New game mode ‘Hall of meat’ has been added, which involves bailing and causing the most severe injuries possible. Getting rewarded for watching your character rag doll off wince-inducing drops is a gleefully shallow but entertaining addition to the game. Whilst airborne you are able to form various body shapes, and make gestures for extra points. New San Van contains some bigger, badder drops which creates chances for more impressive tricks and more death-defying falls alike.
Graphics are largely unchanged from the original, wandering around the detailed New San Van is still a visually impressive experience. Exploring different regions reveals a varied colour palette that helps to give different regions their own atmosphere.
All the sound effects of a board rolling, scraping and stomping around a city are replicated brilliantly. The soundtrack used is less memorable than Skate’s but there is a still great selection of tracks that dare to be different but are still great to play to. Music dynamic is effected by proximity to good skate spots, a nice feature that shows off the games full sound-scape. Skate-lingo laden voice acting is often able to raise a smile and there is enough variety that the same sound bites won’t get on your nerves.
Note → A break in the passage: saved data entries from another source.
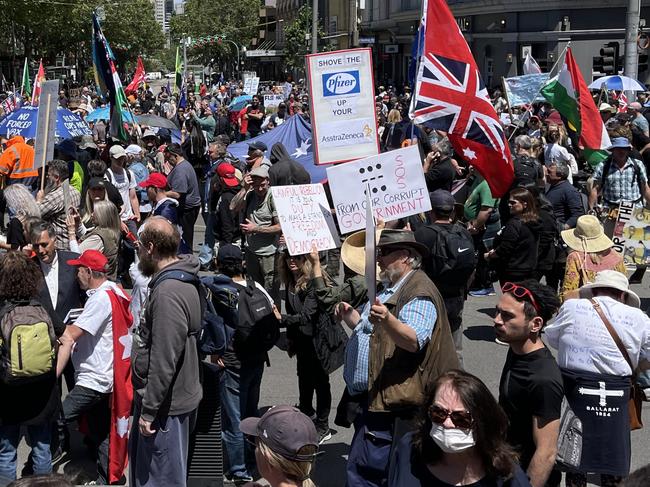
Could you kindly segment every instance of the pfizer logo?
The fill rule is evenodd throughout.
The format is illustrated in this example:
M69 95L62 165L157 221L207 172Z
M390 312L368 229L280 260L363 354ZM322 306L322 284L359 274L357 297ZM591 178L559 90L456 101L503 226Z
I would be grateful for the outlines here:
M359 71L323 75L323 96L349 95L359 92Z

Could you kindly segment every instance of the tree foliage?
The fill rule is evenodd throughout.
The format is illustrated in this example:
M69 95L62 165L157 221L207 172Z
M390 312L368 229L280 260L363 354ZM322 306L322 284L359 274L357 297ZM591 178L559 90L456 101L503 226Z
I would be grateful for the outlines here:
M198 39L217 35L246 46L258 30L259 7L259 0L187 0L185 13L171 18L172 44L184 36ZM232 44L225 42L194 45L187 51L191 61L203 64L234 53Z
M83 68L91 63L92 13L99 6L118 66L164 46L150 0L0 0L0 52L50 63L66 54Z
M284 59L287 66L299 71L305 70L305 55L311 52L312 10L307 4L300 7L296 18L284 28ZM318 38L325 35L318 25ZM328 46L321 46L320 51L328 51Z

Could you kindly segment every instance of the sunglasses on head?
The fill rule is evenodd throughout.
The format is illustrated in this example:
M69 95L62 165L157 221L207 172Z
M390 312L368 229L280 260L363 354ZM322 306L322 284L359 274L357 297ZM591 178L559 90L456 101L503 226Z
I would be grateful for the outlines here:
M506 282L501 286L501 291L504 293L510 293L516 298L528 300L528 302L533 305L533 308L535 308L535 311L539 314L539 305L537 304L537 301L535 301L535 296L533 296L533 293L525 287L512 282Z
M386 257L388 254L402 250L402 247L377 247L377 257Z
M442 424L447 418L451 418L454 426L465 430L470 429L474 424L474 419L469 411L449 411L435 404L429 406L429 418L436 424Z

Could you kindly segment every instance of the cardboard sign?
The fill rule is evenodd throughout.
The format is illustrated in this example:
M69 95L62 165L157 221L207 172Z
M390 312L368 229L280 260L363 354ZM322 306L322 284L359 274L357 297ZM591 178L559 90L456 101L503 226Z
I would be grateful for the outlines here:
M431 209L417 146L328 167L327 177L342 233L366 226L366 184L375 218L385 222Z
M306 57L314 162L329 164L379 154L371 49Z
M38 102L38 122L34 142L34 167L40 167L41 189L45 180L45 165L54 158L56 109L59 106L59 80L45 81ZM86 127L86 130L88 128Z
M375 240L375 219L372 216L372 190L366 184L366 295L372 306L377 297L377 241Z
M650 210L630 202L621 203L612 241L626 265L650 264Z
M328 250L340 238L322 184L298 184L271 188L284 240L290 255Z
M247 95L256 95L260 86L260 79L258 77L246 78L244 80L244 93Z
M266 113L275 113L278 111L278 105L284 101L284 95L264 95L264 111Z

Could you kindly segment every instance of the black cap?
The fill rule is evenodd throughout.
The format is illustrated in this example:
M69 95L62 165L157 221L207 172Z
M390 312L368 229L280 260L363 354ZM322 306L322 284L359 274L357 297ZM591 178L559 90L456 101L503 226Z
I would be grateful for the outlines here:
M88 181L88 189L106 188L106 180L104 178L90 178Z
M266 152L268 147L266 147L266 144L262 141L256 140L252 144L248 144L248 150L261 150L262 152Z
M236 245L225 244L219 246L217 262L241 262L242 260L244 260L244 255Z
M429 193L431 208L440 210L453 210L456 200L453 195L444 189L436 189Z
M165 149L165 152L171 152L172 154L175 154L177 156L185 157L183 148L181 147L180 144L177 144L176 142L174 142L173 144L169 144Z

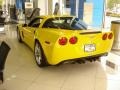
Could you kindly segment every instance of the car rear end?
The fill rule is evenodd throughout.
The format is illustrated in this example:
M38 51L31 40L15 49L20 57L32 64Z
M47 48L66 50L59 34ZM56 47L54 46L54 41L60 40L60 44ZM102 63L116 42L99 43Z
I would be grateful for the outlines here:
M62 32L52 49L49 63L89 57L100 57L108 53L113 43L113 33L89 30L66 30Z

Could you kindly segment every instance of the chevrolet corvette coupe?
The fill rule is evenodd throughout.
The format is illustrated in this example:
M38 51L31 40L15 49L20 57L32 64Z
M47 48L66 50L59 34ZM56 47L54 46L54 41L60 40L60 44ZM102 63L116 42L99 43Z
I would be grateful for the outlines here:
M33 50L40 67L95 60L111 50L114 39L112 31L87 29L87 25L74 16L52 15L18 24L17 37Z

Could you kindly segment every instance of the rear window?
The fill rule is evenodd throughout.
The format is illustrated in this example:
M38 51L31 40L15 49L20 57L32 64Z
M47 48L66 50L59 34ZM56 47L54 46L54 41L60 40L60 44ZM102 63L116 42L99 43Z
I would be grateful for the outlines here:
M43 28L59 28L67 30L86 30L87 24L85 24L79 18L74 17L60 17L50 18L44 24Z

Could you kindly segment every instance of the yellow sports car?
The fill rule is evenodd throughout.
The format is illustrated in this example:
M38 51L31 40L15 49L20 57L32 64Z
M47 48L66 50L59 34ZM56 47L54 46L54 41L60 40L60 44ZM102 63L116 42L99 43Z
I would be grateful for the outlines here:
M67 61L96 60L107 55L113 33L89 30L74 16L39 16L29 24L17 25L20 42L33 51L38 66L58 65Z

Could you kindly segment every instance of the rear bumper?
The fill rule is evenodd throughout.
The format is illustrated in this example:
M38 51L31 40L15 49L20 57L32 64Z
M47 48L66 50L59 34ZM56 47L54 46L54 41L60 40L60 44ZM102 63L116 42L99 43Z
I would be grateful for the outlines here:
M101 53L101 54L96 54L96 55L91 55L91 56L83 56L83 57L78 57L78 58L70 58L70 59L57 59L57 60L52 60L52 63L49 63L50 65L58 65L64 62L72 62L72 61L79 61L79 60L92 60L92 59L98 59L101 56L107 56L108 53Z
M97 55L93 55L93 56L87 56L87 57L81 57L81 58L75 58L75 59L68 59L68 60L63 60L62 62L58 63L58 64L62 64L64 62L68 62L68 61L78 61L78 60L91 60L91 59L98 59L101 56L107 56L108 53L101 53L101 54L97 54ZM58 65L57 64L57 65Z
M82 57L80 59L92 59L92 58L97 58L97 57L107 56L107 55L108 55L108 53L101 53L101 54L97 54L97 55L93 55L93 56Z

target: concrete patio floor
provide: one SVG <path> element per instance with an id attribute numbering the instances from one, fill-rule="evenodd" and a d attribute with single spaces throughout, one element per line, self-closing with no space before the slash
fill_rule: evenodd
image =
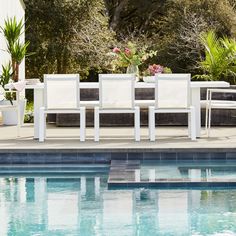
<path id="1" fill-rule="evenodd" d="M 187 138 L 186 127 L 158 127 L 157 139 L 149 142 L 147 127 L 141 128 L 141 142 L 133 139 L 133 128 L 101 128 L 100 142 L 93 141 L 93 128 L 87 128 L 87 140 L 79 141 L 79 128 L 61 128 L 48 125 L 47 139 L 39 143 L 33 139 L 33 125 L 21 128 L 21 137 L 16 138 L 15 126 L 0 125 L 0 152 L 16 150 L 79 150 L 94 151 L 224 151 L 236 150 L 236 127 L 213 127 L 211 137 L 207 138 L 204 129 L 202 137 L 196 141 Z"/>

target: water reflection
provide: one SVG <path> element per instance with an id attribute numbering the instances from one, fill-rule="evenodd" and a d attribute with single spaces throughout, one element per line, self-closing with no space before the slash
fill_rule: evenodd
<path id="1" fill-rule="evenodd" d="M 106 182 L 106 176 L 0 178 L 0 235 L 236 234 L 235 190 L 115 191 Z"/>

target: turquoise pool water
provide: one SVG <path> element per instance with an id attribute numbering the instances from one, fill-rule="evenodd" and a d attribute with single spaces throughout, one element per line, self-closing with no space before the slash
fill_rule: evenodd
<path id="1" fill-rule="evenodd" d="M 107 178 L 1 176 L 0 236 L 236 235 L 236 190 L 108 190 Z"/>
Overall the difficulty bar has been raised from Skate to ensure there is sufficient challenge for those who have already mastered the flick-it controls, but level of challenge can fluctuate wildly from first time successes to the incredibly tricky. Turn-based, trick-matching S.K.A.T.E mode makes an unwelcome return to the career mode where you have to perform a trick your opponent cannot match, five times. Waiting for computer controlled opponents to post a trick was a time consuming and repetitive task in Skate, Skate 2 sees the chore doubled when you have to take on two opponents in one round, this really should have been included for multiplayer only.
For online mutliplayer options: races, best trick jams, turn-based contests, co-op challenges and freeskate sessions are the order of the day. Major additions include the customizable create-a-spot and the hall of meat modes. At time of press hall of meat competitions involved taking it in turns getting off the board and jumping back on to trigger a physics glitch that launches your skater spinning into the air. Funny at first, but this mode does not nearly have the depth of skill or tactics to warrant sitting through five others players do the same thing and serves an amusing distraction only.
Fans of Skate will enjoying returning to San Van with a fresh set of challenges to knock down and will probably be set on buying Skate 2 anyway. Improvements are not really substantial enough to justify an entire game, more could have been done to create interesting goals in career mode and some challenges are unduly frustrating. Although this is an improvement on a truly innovative title this is probably the game Skate should have been and it just doesn’t quite have the spark second time round.
Reviewer’s note: The Xbox 360 version was tested for this review
New San Van looks crisp and detailed, character animations are excellent.
|How does our scoring system work?|
'Flick it' controls are, again, a triumph as are the new trick options. Career mode could have been made more interesting.
Varied sound track and highly realistic skating sound effects.
Loads of new challenges, endless filming possibilities.
A few key improvements in core gameplay, more of the same elsewhere.